New Necurs Botnet Phishing Campaign Disperses Dridex Banking Trojan

February 1, 2018


The operators of the Necurs botnet have started numerous phishing campaigns in the past few days that are being used to disperse the Dridex banking Trojan. Malware, as well as cryptocurrency miners, are also being transmitted in large-scale campaigns. New tricks are being used to make sure infection and evade detection.

The newest Dridex malware campaign was started in the past few days and targets clients of main US and European banks. When operators click on the links in electronic mails or open hateful attachments, the banking Trojan is copied. The malware remains inactive on their machines until they visit a specific website – The website of one of the financial organizations that the attackers are aiming.

The malware utilizes redirects and web injections to deceive users into trusting they are on the right banking website. When their login identifications are entered they are transmitted to the attackers who use them to gain access to the actual accounts to steal funds.

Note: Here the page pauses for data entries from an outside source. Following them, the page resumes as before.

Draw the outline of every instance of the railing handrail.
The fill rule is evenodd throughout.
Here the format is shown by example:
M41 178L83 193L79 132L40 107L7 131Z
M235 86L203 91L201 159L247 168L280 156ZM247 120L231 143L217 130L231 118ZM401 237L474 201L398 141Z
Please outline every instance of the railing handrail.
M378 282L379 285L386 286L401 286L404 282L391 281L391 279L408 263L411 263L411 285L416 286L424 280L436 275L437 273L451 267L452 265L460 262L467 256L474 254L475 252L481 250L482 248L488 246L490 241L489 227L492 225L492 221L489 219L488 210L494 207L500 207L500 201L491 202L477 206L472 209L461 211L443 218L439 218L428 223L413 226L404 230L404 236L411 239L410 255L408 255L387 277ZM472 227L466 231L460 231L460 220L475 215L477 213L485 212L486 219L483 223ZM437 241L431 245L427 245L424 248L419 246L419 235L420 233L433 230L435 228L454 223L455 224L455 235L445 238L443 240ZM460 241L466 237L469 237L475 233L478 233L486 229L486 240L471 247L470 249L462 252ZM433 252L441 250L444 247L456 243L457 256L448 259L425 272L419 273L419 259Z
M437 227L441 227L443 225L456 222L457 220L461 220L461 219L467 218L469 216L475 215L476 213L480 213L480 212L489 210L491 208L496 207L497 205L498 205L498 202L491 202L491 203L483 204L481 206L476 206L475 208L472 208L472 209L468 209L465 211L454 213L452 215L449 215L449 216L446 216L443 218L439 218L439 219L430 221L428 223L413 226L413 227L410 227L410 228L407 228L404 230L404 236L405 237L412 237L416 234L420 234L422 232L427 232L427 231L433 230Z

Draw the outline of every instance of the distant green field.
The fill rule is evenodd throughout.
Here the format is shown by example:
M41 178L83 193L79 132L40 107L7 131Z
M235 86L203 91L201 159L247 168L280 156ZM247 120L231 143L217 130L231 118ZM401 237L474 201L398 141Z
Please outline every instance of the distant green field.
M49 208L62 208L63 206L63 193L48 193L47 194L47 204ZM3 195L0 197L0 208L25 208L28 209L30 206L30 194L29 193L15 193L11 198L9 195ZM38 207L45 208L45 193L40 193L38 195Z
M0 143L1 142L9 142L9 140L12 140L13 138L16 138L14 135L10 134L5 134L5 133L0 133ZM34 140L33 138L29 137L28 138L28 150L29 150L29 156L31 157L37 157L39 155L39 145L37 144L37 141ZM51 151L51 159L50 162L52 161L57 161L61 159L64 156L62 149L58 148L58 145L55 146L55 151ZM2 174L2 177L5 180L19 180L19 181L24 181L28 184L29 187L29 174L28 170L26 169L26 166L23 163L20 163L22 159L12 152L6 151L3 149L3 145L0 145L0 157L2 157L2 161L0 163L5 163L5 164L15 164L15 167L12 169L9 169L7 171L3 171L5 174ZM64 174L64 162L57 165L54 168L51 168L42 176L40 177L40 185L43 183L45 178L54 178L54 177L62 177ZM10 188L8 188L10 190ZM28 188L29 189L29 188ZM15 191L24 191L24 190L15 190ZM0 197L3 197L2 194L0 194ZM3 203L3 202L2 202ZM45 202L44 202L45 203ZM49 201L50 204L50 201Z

Forcepoint Security informs that the attackers have changed from HTTP links to FTP sites to disperse the attack code. The switch to FTP is thought to be an attempt to sidestep electronic mail gateway solutions which are more likely to have confidence in FTP connections. Access to the FTP sites is thought to have been gained as a consequence of users using weak identifications to safeguard their accounts.

The Forcepoint scientists describe, “The existence of FTP identifications in the electronic mails underlines the significance of frequently updating passwords: a compromised account might be misused several times by different actors as long as the identifications remain the same.”

The electronic mail campaigns use Word Documents and Excel spreadsheets, the former misusing the DDE linking characteristic of MS Office with the latter using hateful macros. The latest campaigns differ substantially from earlier campaigns that usually involve millions of electronic mails. These attacks are happening on a much smaller level, involving fewer than 10,000 electronic mails.

The kinds of electronic mails used in these campaigns differ, including electronic mails that have next to no text and more elaborate electronic mails that have been carefully crafted to make sure a high response rate. The subjects include the normal phishing electronic mail themes, with numerous campaigns advising users regarding lucrative work from home schemes, details of new investment chances, and dating website cheats where receivers are told about profile views and attractive ladies that have expressed an interest.

Although the campaigns are small at the moment, it seems that the operators of Necurs are interchanging these with massive spam campaigns at such a level that the electronic mails account for 90% of all spam electronic mails transmitted on a specific day.